Ah, ces Anglais !...

Jean Marc Kerviche

Incompréhension

            J'avais seize ans lorsque je me rendis en Angleterre pour la première fois.

            J'avais été accueilli par les parents d'une amie de ma mère qui travaillait en France, lesquels habitaient Freshfield une petite bourgade de la côte ouest non loin de Southport.

            Tout me paraissait nouveau, et je vivais comme dans un autre monde. Quantité de souvenirs me reviennent encore mais ce qui m'a marqué le plus est une anecdote qui me revient en permanence et à laquelle je n'ai jamais obtenu le moindre éclaircissement.

            Au cours de mon séjour, l'on m'avait donné la possibilité de pratiquer un sport. Et un choix m'avait été proposé : tennis, cricket, croquet ou équitation.

            J'étais étonné. Ne pratiquant que la natation et le judo en France, aucune de ces autres disciplines n'avait ma faveur et je déclinais ces offres.

            Mr Godfrey, l'homme de la maison un retraité des British Railways, me posa alors une question au demeurant sans malice, tout au moins à ma connaissance.

            Je l'entendis me dire :

            “Do you play tennis, Dennis ?

            No, I play hockey, Cockey !”

            Et à la suite de ces deux phrases, devant mon œil médusé il partit d'un grand éclat de rire.

            Je le regardais, le laissait s'esclaffer tout son saoul, sans rien comprendre.
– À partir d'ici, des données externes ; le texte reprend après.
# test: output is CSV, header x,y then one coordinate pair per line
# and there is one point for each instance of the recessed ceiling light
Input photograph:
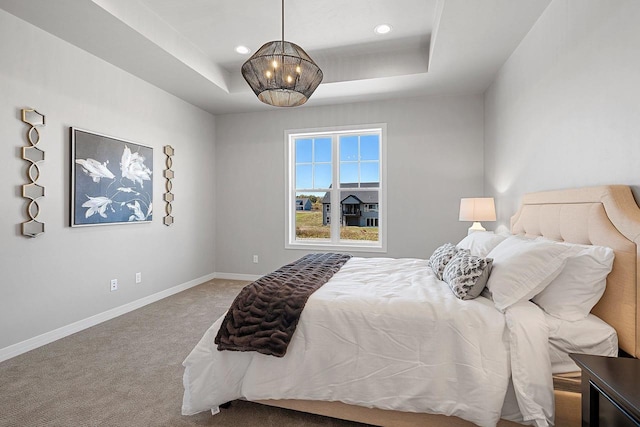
x,y
382,29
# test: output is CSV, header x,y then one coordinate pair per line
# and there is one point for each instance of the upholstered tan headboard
x,y
605,216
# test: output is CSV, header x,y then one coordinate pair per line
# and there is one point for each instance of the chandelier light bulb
x,y
281,73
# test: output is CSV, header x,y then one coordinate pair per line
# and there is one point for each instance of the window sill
x,y
357,246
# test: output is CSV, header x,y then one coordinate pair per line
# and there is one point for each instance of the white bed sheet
x,y
591,335
385,333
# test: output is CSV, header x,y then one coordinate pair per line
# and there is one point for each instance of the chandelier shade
x,y
281,73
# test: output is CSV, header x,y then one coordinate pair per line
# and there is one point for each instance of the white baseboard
x,y
48,337
236,276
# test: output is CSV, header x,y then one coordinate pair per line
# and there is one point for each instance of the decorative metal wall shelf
x,y
32,190
168,174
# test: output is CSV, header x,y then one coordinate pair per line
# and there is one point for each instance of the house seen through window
x,y
336,189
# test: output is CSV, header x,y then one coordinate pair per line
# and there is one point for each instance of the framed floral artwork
x,y
111,180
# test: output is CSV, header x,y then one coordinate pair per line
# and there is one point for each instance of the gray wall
x,y
63,276
564,110
434,157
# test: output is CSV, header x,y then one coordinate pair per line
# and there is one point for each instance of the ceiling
x,y
186,47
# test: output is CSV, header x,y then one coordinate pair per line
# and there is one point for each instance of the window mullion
x,y
336,209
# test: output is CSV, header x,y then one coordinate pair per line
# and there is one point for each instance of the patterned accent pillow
x,y
441,257
467,274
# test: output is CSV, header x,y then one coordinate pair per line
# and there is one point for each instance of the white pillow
x,y
481,243
580,284
522,268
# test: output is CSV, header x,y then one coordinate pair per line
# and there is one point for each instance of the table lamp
x,y
477,209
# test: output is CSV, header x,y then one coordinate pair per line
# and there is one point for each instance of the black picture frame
x,y
111,180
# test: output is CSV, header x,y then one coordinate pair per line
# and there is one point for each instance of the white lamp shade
x,y
477,209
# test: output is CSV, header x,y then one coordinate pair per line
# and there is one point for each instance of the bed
x,y
604,216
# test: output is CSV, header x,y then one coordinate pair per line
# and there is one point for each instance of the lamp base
x,y
476,227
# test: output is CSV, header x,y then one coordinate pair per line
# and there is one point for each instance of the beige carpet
x,y
128,372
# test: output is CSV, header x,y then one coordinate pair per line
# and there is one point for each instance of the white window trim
x,y
357,246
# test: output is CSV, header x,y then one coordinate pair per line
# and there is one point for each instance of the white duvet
x,y
387,333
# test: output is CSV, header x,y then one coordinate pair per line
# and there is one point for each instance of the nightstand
x,y
610,390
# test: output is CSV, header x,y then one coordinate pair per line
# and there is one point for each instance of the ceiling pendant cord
x,y
287,81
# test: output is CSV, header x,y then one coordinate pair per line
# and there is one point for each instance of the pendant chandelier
x,y
281,73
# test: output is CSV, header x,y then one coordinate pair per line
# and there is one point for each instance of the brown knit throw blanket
x,y
264,315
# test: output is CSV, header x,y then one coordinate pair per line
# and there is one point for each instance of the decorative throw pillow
x,y
441,257
467,274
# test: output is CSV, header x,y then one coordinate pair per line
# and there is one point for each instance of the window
x,y
341,171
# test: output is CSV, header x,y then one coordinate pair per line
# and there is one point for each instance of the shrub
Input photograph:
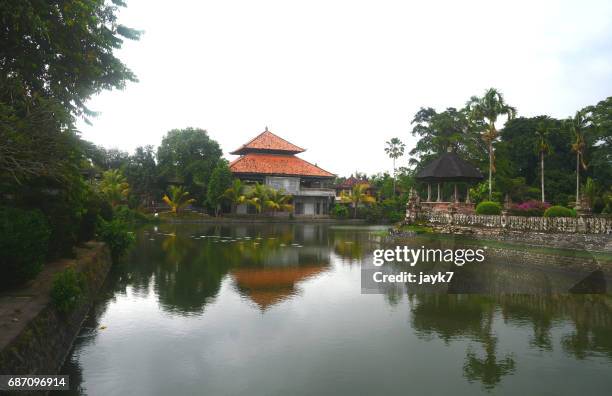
x,y
340,211
488,208
529,208
67,290
559,211
127,215
117,236
95,207
24,237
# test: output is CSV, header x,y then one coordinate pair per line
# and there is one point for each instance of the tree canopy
x,y
191,155
64,49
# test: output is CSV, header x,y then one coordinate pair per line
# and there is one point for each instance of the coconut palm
x,y
488,109
577,125
235,194
543,130
278,200
357,196
178,199
114,186
394,149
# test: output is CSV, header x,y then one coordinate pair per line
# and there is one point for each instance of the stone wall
x,y
34,337
581,224
584,232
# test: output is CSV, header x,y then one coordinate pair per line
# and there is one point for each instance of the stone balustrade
x,y
582,224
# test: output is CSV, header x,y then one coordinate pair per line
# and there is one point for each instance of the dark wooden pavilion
x,y
448,168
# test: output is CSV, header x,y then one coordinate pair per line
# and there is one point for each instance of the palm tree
x,y
178,199
114,186
258,196
235,194
577,125
357,196
488,109
277,200
543,147
394,149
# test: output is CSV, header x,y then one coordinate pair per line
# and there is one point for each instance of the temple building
x,y
271,160
448,168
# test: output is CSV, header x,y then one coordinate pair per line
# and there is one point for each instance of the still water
x,y
278,310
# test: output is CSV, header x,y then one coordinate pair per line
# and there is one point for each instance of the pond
x,y
278,309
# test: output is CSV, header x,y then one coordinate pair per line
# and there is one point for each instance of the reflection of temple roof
x,y
449,167
269,286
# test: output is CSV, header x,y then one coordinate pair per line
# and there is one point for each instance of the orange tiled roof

            J'avais beau traduire dans ma tête la formule :

           « Jouez-vous au tennis Dennis, non je joue au hockey Cockey ! » Franchement, ça ne me faisait pas rire.

            Et bien sûr, le lendemain je racontais cette anecdote autour de moi, et tous se pliaient en quatre à mon plus grand étonnement.

            De retour en France, alors que je me trouvais au sein de l'Institution Vaysse pour une raison dont je n'ai plus aujourd'hui le souvenir, je me trouvais par le plus grand hasard en présence de notre ancien professeur d'Anglais, anglais lui-même, Mr Sandin.

            L'occasion était trop belle. Pour avoir une réponse à mon attente et éclaircir le mystère qui m'habitait depuis plus de deux mois et auquel je n'avais toujours pas obtenu de réponse, je ne résistais pas à l'interroger pour comprendre l'astuce qui se cachait derrière cette maxime, espérant enfin comprendre, et pourquoi pas, moi aussi, en rire.  

            Mais quelle ne fut pas ma surprise après l'énoncé de ces deux phrases de voir Mr Sandin, s'étouffer littéralement tellement il pouffait de rire. Il ne pouvait plus s'arrêter, secoué de spasmes et dans l'impossibilité totale de se contrôler au point que je commençais à m'inquiéter pour sa santé… et je commençais à regretter au fond de moi de lui avoir rapporté une histoire que je ne comprendrais très certainement jamais.